Here is a guess about politics in the new media world.
In an age where adverts have failed, endorsements matter again, but the size of the social network is what matters. By social networking I do NOT mean faddish things like Facebook, but the number of people who actually engage with a person or institution.
Who cares what you say enough to to argue with it or think about it even if it cuts against previous opinions? That is is the size of your effective social network.
In that sense, newspaper endorsements may have mattered more this year than recently to the benefit of John McCain.
Even though they have faded, newspapers still have huge social networks, just not enough to support their present infrastructures which are top heavy by new media standards. Web sites like Townhall are simply editorial pages without the costly infrastructure.
Hugh Hewitt was a huge “get” for Mitt Romney. He has a giant social network, much larger than most politicians. His support was a major influence on me in making my own decision. I respect Hewitt’s acumen.
In that sense the measure of the influence of a social network is what matters in considering the value of an endorsment. How many folk will stop and think about the endorsers ideas, even if they run contrary to the first opinions of the one listening?

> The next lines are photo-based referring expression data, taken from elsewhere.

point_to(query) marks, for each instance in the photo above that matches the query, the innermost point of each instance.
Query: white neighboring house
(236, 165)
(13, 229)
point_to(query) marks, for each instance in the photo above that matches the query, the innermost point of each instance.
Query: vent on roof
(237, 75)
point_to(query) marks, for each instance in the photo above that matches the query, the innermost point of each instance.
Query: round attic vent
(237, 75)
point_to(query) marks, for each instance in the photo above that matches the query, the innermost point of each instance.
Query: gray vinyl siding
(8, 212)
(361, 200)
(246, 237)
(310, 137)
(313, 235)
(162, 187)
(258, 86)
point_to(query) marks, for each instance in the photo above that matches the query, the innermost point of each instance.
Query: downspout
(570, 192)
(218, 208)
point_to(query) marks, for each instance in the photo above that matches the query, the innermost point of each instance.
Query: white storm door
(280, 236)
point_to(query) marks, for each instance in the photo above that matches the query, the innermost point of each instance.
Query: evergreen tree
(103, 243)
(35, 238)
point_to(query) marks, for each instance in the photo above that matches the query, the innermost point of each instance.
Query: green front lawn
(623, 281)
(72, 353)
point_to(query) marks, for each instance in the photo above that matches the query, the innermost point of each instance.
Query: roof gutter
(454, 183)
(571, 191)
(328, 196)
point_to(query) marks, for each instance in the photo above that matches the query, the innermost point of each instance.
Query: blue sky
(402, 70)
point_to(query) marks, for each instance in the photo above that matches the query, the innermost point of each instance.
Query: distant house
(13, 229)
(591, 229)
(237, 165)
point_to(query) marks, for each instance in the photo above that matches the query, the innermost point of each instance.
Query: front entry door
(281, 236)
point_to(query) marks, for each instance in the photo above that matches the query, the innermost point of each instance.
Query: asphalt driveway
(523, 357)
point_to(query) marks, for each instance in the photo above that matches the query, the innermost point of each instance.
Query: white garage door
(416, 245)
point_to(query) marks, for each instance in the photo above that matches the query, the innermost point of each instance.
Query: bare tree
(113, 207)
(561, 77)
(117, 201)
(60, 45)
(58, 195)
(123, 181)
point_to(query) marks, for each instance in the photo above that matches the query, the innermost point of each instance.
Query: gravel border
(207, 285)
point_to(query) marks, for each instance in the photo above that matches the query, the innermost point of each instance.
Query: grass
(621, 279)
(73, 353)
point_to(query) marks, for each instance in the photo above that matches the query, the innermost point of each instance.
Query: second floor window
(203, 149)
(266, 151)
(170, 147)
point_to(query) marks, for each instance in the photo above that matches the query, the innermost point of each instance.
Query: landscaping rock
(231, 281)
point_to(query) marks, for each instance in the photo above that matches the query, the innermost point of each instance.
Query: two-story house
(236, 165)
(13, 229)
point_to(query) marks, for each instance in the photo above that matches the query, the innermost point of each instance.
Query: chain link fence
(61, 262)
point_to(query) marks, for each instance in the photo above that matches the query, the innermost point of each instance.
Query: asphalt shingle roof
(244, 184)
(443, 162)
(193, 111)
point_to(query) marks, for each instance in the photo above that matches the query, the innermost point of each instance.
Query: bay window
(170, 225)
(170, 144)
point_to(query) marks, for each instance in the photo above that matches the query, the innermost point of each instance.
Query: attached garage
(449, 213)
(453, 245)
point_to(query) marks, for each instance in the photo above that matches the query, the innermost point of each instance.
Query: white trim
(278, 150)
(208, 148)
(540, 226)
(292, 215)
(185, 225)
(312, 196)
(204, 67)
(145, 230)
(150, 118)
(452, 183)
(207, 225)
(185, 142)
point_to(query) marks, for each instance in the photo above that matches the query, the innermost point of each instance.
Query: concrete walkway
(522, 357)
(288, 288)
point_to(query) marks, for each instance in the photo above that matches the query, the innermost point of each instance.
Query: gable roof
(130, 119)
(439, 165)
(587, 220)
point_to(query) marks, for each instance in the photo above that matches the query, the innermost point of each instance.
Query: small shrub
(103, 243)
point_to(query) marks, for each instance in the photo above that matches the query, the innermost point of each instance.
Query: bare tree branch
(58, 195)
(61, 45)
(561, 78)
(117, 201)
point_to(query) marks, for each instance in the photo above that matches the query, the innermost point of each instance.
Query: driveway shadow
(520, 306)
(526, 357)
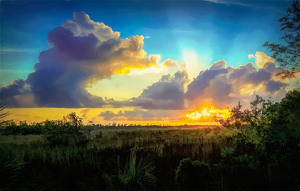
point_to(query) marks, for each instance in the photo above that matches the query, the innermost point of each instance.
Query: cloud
(81, 53)
(261, 59)
(141, 115)
(166, 94)
(223, 86)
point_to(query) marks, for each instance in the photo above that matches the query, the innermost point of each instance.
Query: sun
(208, 113)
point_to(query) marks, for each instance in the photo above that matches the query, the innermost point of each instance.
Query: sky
(156, 62)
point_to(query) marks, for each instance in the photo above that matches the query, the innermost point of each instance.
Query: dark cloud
(141, 115)
(223, 86)
(168, 93)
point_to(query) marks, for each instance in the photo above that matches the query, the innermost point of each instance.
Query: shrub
(193, 175)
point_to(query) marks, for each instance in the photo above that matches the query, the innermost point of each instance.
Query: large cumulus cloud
(81, 52)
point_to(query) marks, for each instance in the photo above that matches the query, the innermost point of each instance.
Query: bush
(193, 175)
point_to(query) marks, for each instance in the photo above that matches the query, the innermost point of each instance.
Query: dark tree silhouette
(288, 53)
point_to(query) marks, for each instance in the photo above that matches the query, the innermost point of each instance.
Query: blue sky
(212, 29)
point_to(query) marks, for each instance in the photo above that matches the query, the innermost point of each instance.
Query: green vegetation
(257, 148)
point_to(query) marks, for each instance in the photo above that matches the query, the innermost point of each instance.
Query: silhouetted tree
(288, 54)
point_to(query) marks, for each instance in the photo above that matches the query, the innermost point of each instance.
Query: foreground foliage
(257, 148)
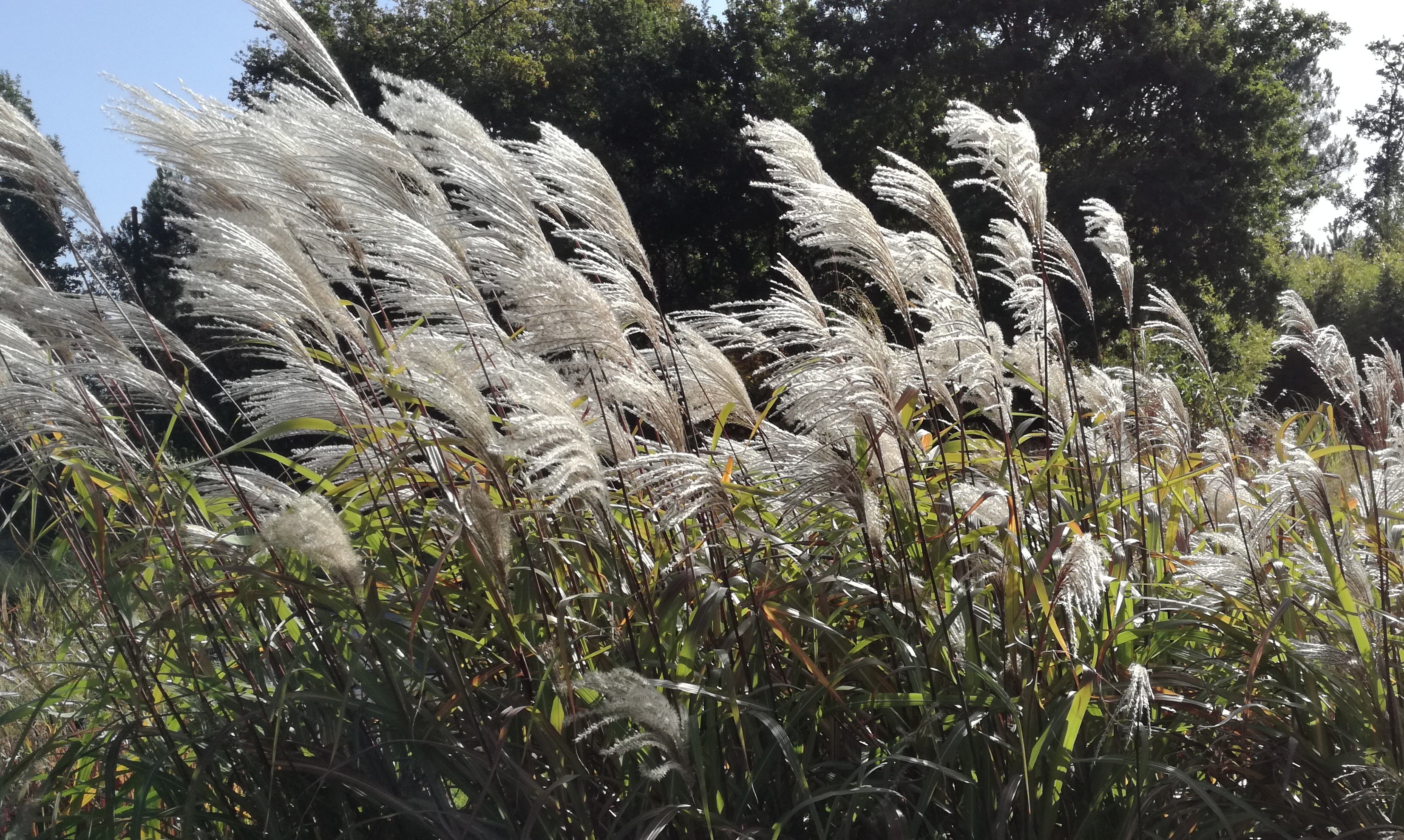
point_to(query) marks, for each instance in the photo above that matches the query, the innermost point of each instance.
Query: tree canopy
(1206, 122)
(41, 240)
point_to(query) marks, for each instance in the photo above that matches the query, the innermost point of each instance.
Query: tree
(149, 243)
(1204, 121)
(1382, 206)
(28, 225)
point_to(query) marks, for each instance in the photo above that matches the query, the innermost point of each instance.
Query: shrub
(503, 552)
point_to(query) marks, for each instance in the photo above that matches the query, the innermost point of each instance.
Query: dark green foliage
(31, 229)
(1206, 122)
(149, 243)
(1382, 206)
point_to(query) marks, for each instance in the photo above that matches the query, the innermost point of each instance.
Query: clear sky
(1354, 69)
(61, 48)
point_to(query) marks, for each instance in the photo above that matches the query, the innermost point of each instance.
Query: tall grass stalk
(495, 549)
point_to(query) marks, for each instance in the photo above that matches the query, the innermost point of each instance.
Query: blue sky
(61, 48)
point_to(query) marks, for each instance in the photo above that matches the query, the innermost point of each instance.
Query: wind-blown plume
(1107, 230)
(1007, 155)
(1176, 328)
(825, 216)
(909, 187)
(36, 163)
(1325, 347)
(294, 31)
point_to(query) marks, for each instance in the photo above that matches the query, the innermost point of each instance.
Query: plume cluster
(903, 563)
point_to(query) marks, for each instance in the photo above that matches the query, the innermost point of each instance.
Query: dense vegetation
(471, 540)
(1206, 122)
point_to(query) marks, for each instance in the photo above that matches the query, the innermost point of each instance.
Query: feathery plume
(1084, 577)
(1136, 699)
(294, 31)
(312, 528)
(1107, 230)
(1007, 155)
(909, 187)
(1176, 328)
(36, 163)
(825, 216)
(625, 696)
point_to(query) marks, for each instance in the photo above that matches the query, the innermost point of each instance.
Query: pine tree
(31, 229)
(1382, 206)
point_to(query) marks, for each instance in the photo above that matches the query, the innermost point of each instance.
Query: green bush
(499, 552)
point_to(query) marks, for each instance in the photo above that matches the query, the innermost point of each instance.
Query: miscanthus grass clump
(472, 540)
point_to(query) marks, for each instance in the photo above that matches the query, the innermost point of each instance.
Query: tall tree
(1382, 206)
(1201, 120)
(28, 225)
(149, 243)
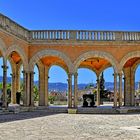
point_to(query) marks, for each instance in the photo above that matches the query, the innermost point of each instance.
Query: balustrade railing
(82, 35)
(12, 27)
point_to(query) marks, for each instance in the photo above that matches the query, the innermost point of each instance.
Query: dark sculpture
(90, 98)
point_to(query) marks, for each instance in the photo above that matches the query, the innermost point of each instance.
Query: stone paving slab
(42, 125)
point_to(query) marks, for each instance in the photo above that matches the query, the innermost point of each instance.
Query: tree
(102, 87)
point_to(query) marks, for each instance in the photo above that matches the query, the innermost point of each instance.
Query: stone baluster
(69, 90)
(75, 89)
(115, 89)
(120, 89)
(4, 83)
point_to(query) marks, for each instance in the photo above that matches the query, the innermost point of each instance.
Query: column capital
(28, 72)
(70, 74)
(5, 67)
(115, 74)
(76, 74)
(120, 74)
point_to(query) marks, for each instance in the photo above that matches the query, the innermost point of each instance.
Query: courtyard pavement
(45, 126)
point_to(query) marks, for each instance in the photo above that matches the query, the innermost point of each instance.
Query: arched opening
(86, 84)
(58, 87)
(46, 68)
(137, 85)
(10, 94)
(130, 74)
(36, 94)
(15, 73)
(107, 87)
(98, 63)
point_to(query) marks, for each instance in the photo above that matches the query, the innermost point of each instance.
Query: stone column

Joe Carter is one of those people for me.
I am a Romney guy, but Joe Carter’s opposition to him made me pause. I am sure there are hundreds, if not thousands, who can say the same.
That is power in the new media world and means Carter matters politically to the extent that his social network of trust exists.
I suspect more people care on a daily basis about what Joe Carter thinks, than what Tom Coburn may say. Coburn may be a fine conservative sitting Senator, the most conservative out there, but he is pretty invisible in the new media.
I suspect the estimable Coburn has a smaller social network than Carter, so his “weight” in the new politics is less. He is a smaller “get” for McCain than Carter was for Huckabee.
(Of course, the snow ball of all those government officials together, with their social networks, coming to McCain are cumulatively greater than Carter.)
Obama-mania is cleverly fed by this very sort of social networking. He is the master of it.
The same thing happens in churches, but less obviously.
I think the best example of the power of this may have been Nevada where Mormons and Evangelicals must have signed off on Mitt under the radar in their assorted parishes and in years of internal conversations at a party level. . . but this is off the screen of the opinion makers, since churches are one of the last places left where this social networking is live and not on a screen.
What happens to Huck and Mitt this Sunday in conversations in church in California may matter more than the endorsement of the governor . . . whose social network is fairly weak amongst those who vote in Republican primaries in the state.